Once the above manual configuration tasks are done, the daily maintenance of users will not require further manual actions at Sequel’s Security Services for:
- Creation of new users
- Update changes on basic user information: first and last name and email
- Changes on user groups (member of).
Manual configuration will be required if a new AD group needs to be used in Sequel’s application(s) or if memberships associated to an AD group need to be changed.
Integrations¶
Current version of Sequel SEcurity Services can integrate with other IdP for syncing users and groups using:
User Information Store and Cache¶
Critically, when used as a proxy/middleware Sequel Security Service does not store user credentials (eg username, password), nor does it have knowledge of these sensitive credentials – the responsibility of identifying a user lies with the identity provider (eg Microsoft Azure). At no point are these sensitive credentials communicated, processed or stored by the Sequel Security Service. The Sequel Security Service is responsible for storing non-sensitive user information, within its User Information Store and Cache, and providing this user information to other products within the Sequel suite.

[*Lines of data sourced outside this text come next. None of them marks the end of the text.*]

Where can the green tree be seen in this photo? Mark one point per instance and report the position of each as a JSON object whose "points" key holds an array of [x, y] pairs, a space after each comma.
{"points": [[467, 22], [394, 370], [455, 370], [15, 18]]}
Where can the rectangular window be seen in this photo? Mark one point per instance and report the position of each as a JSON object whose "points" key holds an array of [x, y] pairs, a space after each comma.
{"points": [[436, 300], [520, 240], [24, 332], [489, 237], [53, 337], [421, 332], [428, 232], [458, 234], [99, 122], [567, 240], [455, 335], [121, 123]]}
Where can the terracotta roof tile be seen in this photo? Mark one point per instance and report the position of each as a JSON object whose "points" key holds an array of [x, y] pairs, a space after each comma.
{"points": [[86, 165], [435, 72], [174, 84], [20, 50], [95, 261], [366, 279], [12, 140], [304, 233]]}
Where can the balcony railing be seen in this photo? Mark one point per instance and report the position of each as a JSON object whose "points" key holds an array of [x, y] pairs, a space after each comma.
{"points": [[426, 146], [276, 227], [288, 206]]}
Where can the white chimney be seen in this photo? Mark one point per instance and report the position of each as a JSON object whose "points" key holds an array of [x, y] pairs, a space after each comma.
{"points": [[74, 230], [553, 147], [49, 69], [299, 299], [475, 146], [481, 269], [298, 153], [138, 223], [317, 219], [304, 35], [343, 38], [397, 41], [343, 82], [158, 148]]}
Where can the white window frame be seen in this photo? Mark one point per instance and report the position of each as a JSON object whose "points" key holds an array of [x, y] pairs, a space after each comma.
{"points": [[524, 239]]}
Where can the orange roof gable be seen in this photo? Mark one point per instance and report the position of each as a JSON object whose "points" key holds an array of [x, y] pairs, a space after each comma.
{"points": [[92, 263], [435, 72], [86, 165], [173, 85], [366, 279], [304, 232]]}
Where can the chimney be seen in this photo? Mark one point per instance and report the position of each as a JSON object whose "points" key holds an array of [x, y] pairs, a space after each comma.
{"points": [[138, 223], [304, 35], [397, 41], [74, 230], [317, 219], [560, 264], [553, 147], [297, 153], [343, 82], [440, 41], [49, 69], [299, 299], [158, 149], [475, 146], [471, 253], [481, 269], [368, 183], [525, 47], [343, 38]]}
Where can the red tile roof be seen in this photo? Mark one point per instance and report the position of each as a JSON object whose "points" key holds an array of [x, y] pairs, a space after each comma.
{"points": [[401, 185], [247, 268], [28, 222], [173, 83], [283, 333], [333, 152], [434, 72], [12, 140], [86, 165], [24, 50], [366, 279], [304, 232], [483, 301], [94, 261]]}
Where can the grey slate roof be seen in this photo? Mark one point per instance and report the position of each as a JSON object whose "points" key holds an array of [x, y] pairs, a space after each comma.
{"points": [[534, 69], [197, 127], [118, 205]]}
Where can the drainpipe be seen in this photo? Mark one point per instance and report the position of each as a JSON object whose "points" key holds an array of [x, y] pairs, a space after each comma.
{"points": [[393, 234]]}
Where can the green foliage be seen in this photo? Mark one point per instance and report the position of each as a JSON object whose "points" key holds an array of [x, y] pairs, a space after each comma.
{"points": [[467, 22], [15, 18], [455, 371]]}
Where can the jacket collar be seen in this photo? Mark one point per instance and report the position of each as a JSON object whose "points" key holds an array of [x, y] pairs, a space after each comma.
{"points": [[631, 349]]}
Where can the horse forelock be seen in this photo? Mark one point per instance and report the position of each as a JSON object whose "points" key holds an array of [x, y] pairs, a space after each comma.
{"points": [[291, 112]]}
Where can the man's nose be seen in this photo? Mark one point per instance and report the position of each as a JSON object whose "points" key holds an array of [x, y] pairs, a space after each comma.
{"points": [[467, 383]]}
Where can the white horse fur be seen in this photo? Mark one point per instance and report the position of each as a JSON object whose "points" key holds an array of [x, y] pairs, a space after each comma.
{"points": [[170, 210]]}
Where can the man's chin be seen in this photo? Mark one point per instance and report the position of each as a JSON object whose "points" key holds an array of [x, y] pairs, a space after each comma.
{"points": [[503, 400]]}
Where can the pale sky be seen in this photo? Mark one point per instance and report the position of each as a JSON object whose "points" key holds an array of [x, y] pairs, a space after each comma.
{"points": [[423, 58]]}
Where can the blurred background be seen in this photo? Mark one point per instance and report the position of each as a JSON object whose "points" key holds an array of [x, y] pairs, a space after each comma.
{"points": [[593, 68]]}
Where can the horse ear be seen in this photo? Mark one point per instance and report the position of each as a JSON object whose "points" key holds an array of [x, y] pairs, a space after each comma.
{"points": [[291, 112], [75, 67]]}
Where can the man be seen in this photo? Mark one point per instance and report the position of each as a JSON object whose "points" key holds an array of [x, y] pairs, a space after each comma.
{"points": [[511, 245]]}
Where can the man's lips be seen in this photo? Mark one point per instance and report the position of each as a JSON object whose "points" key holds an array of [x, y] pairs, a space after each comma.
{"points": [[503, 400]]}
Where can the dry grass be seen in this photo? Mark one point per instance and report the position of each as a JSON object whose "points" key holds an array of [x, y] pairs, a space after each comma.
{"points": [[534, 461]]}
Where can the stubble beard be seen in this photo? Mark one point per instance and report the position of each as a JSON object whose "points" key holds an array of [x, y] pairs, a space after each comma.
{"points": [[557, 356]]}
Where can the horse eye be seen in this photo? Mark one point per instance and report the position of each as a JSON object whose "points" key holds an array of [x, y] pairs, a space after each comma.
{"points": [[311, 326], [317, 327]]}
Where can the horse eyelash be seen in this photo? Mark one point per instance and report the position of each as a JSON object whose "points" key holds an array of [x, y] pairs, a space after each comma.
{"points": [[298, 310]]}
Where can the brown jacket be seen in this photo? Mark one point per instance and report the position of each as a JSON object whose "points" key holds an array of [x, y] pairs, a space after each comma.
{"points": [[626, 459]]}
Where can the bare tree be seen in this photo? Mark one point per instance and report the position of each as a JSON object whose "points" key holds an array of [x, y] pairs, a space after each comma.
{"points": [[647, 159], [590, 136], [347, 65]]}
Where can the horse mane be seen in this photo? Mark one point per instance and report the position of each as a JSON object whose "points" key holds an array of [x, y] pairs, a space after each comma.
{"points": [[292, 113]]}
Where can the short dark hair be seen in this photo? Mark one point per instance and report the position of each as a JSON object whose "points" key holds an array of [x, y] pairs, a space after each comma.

The Sequel Security Service is responsible for managing user’s and their permissions within Sequel products, and providing (limited) information on users to Sequel products, principally a user’s name, email address and their permissions/roles for each Sequel Product, which when connected to and IdP are defined as groups usually on the IdP (eg. At Azure Active Directory is defined by membership of Azure Active Directory groups). This information is stored within the Sequel Security Service (and Sequel products) and updated from data sourced from client’s IdP. This store acts as a cache and avoids repeated, relatively slow requests to the identity provider (AAD).
The Sequel Security Service both stores this user information within its own data store/cache and distributes the information to downstream Sequel product instances to update their own stores, to improve product instance performance and isolate product instances’ workloads.